Another Trap: jpegData() Doesn’t Exist in Scriptable

I initially used something like:

img.jpegData(0.8)

But Scriptable’s Image object is not UIImage.

So I got errors like:

  • jpegData is not defined
  • img.jpegData is not a function

The correct Scriptable way is:

const jpeg = Data.fromJPEG(img)
const photo_base64 = "data:image/jpeg;base64," + jpeg.toBase64String()

Even if the original input is HEIC, this works because Scriptable decodes it into an Image, then re-encodes it as JPEG.

So “HEIC input” is not a problem—as long as you are working with Image, not a file URL.


The Timestamp Bug: My Meal Type Was Wrong

After I fixed the input wiring and image encoding, I thought I was done.

But the meal type classification was still wrong.

Breakfast photos were becoming “snack,” lunch photos became “breakfast”… I felt cursed 😭

Then I realized the root cause:

The timestamp I passed wasn’t a proper ISO 8601 datetime with time.

I was formatting the date in a way that looked okay visually, but didn’t reliably parse into new Date(timestamp) in JavaScript.

Once I formatted the capture date as ISO 8601 including time, everything snapped into place.

In Shortcuts, that means: when using “Format Date,” make sure it produces something like:

  • 2024-09-01T13:00:00Z or
  • 2024-09-01T13:00:00-07:00

(Offset timezones are fine too—just stay ISO compliant.)

Once I fixed that, getHours() returned the correct hour, and my meal_type logic worked.


The Final Working Flow

Now the pipeline looks like this:

  1. Select / Share a photo

  2. Shortcut extracts “Date Taken”

  3. Shortcut formats it as full ISO 8601 (with time)

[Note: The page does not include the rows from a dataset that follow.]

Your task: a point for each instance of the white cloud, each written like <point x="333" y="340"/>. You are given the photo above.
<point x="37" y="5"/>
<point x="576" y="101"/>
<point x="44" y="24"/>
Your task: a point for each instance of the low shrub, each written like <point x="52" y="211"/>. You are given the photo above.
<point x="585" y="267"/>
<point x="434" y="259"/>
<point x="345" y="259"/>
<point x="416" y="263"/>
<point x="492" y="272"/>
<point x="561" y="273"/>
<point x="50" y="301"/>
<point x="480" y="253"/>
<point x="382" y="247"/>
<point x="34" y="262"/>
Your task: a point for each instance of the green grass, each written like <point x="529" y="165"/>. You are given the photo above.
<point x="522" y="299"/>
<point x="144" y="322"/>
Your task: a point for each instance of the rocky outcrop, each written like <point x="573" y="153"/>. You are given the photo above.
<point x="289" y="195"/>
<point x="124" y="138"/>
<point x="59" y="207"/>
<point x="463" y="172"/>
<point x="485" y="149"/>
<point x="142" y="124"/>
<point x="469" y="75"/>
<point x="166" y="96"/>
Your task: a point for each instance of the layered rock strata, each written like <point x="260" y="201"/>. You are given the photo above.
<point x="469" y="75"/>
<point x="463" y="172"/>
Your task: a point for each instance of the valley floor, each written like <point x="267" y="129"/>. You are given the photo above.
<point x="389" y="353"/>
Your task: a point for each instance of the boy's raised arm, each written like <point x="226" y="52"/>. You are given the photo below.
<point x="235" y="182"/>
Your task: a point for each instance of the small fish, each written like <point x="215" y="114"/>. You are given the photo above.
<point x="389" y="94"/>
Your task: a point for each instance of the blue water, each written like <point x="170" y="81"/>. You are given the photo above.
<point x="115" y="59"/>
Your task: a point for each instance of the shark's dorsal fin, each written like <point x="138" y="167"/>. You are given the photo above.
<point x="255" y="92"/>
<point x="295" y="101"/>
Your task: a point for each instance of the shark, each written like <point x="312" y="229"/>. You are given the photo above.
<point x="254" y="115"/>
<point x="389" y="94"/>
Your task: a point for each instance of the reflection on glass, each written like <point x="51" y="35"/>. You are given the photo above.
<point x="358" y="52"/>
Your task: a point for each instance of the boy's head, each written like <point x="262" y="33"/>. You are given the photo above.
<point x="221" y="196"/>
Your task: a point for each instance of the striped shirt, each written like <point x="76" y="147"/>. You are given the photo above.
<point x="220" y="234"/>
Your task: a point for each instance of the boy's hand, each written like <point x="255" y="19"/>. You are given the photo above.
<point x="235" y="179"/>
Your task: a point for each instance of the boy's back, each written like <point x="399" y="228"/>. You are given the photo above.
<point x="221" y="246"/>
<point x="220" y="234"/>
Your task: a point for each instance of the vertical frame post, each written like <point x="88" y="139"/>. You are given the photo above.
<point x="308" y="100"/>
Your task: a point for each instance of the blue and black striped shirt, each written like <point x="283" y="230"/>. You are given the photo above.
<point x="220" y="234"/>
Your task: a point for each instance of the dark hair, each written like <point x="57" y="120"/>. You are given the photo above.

  4. Shortcut runs Scriptable:

    • timestamp passed via “with”
    • photo passed via “Images”
  5. Scriptable:

    • computes meal type
    • converts image to JPEG base64
    • calls my remote API
    • returns a JSON result back to Shortcut

And finally… it works 🎉🥹

The first time the backend successfully logged a meal from just a photo, I felt genuinely happy. It wasn’t just automation—it was the feeling that I had bent the system to fit my life.


What I Took Away

This project taught me a few surprisingly deep lessons:

  • Shortcuts is powerful but fragile: variable wiring matters.
  • Minimize what you do in Shortcuts: keep it as a trigger + pre-processing layer.
  • Move complex logic into code: Scriptable made everything easier to maintain.
  • Always use ISO 8601 with time if your logic depends on hours.
  • Debugging isn’t only about code—sometimes it’s about the “plumbing.”

Next Steps

I’m thinking of adding:

  • a confirmation UI (“Detected lunch—override?”)
  • retries / offline queueing
  • smarter classification based on both time and image content

But for now, I’m just enjoying the small win: a personal “photo → meal log” pipeline that actually feels effortless.